J’allais monter dans ma voiture pour rentrer à l’hôtel, quand Jarrett vint me prévenir qu’il y avait plus de cinq mille personnes dehors. Je tombai sur une chaise, lasse et découragée. « Ah ! j’attendrai là que la foule soit écoulée. Je n’en peux plus... je n’en peux plus. »

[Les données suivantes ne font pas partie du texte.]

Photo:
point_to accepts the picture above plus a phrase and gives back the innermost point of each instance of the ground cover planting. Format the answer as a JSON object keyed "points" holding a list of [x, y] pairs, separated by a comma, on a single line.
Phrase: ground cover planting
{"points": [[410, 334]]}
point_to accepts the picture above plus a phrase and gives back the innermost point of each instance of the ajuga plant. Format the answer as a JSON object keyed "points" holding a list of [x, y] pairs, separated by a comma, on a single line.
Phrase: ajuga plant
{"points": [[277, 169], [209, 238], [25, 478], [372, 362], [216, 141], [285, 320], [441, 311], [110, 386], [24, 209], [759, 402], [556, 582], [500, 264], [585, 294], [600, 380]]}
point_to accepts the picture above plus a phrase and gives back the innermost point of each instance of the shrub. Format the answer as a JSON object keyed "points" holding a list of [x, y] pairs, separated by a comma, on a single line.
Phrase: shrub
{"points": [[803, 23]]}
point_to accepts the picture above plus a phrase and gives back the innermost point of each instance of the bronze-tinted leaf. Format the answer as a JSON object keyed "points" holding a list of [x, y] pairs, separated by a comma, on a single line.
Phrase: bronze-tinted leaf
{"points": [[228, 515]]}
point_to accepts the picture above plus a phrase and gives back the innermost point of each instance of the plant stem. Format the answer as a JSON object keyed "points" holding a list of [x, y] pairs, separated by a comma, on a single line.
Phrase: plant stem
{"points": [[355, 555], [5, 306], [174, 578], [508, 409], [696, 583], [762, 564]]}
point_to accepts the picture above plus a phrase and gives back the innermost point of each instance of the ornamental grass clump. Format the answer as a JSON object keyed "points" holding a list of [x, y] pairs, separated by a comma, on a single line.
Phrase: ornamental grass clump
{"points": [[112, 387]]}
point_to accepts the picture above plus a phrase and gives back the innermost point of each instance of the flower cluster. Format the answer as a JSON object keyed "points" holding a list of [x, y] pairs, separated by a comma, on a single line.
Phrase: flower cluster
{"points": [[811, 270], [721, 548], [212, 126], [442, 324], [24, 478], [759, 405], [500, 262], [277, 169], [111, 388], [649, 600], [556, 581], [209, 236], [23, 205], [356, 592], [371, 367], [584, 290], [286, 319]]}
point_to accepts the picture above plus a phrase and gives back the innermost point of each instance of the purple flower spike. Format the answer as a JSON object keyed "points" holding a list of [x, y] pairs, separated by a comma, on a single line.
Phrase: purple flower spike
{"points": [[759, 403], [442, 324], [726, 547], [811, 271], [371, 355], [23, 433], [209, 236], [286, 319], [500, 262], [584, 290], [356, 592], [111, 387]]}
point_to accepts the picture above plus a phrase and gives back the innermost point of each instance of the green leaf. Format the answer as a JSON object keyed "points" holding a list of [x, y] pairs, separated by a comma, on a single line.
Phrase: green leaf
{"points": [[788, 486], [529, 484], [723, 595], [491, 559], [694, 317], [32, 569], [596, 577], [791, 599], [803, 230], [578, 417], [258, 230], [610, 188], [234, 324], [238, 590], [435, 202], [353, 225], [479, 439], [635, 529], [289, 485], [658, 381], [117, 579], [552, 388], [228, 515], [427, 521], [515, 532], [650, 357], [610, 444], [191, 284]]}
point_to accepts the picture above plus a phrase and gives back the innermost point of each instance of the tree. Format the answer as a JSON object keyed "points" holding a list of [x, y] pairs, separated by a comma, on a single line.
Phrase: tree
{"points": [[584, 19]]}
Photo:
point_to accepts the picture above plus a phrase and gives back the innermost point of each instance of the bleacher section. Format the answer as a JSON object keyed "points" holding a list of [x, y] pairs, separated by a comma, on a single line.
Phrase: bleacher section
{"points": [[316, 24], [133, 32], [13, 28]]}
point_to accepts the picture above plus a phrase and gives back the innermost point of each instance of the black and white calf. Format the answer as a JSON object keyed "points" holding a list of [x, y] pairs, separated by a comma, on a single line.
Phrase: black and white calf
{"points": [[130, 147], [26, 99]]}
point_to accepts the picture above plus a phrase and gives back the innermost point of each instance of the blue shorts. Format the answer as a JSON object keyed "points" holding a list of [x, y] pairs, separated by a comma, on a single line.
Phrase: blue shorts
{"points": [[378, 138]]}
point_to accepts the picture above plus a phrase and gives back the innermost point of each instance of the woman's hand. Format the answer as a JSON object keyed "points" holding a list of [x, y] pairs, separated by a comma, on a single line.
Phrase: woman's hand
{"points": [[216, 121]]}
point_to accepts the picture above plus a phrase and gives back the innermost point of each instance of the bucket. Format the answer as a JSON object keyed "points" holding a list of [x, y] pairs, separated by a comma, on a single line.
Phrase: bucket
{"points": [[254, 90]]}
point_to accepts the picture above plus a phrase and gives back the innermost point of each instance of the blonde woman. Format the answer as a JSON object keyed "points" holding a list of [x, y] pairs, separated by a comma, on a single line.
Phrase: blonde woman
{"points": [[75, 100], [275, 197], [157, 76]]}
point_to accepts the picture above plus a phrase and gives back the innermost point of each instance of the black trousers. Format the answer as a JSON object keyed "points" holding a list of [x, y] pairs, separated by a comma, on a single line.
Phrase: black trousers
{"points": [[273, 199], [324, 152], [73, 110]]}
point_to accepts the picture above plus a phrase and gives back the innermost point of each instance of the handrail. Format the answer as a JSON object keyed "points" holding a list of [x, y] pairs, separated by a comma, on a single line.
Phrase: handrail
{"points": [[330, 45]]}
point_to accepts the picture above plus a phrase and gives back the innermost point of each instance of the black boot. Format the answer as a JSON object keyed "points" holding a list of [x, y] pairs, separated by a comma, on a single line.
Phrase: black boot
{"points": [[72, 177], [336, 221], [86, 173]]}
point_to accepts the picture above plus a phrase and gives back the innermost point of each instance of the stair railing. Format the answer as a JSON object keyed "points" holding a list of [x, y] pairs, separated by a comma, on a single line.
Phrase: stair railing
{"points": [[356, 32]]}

Cependant, Henry Abbey eut une inspiration de génie. « Tenez, dit-il à ma sœur, mettez le chapeau de Madame — il me désignait — son boa, et prenez mon bras. Ah ! prenez aussi ces bouquets, et donnez... que je porte le reste. Et maintenant, montons dans la voiture de votre sœur et saluons. » Tout cela, il le dit en anglais ; et Jarrett le translata à ma sœur, qui se prêta de bonne grâce à cette petite comédie. Pendant ce temps, Jarrett et moi montions en voiture dans le coupé d’Abbcy qui stationnait sur le devant du théâtre, où personne ne m’attendait. Et, bien heureusement que nous pûmes agir ainsi, car ma sœur ne rentra à Albemarle Hôtel qu’une heure après moi, très fatiguée, mais très amusée. Notre ressemblance, mon chapeau, mon boa et la nuit tombante avaient été les complices de la petite comédie offerte à mon enthousiaste public.

Nous devions partir à neuf heures pour Menlo Park. Il fallait nous habiller en voyageuses, car, le lendemain dimanche nous filions sur Boston ; et nos malles partaient le soir même, avec ma compagnie qui me précédait de quelques heures dans cette ville.

Notre repas fut, comme toujours, bien mauvais, car à cette époque la nourriture en Amérique était l’horreur des horreurs. A dix heures, nous montions dans le train.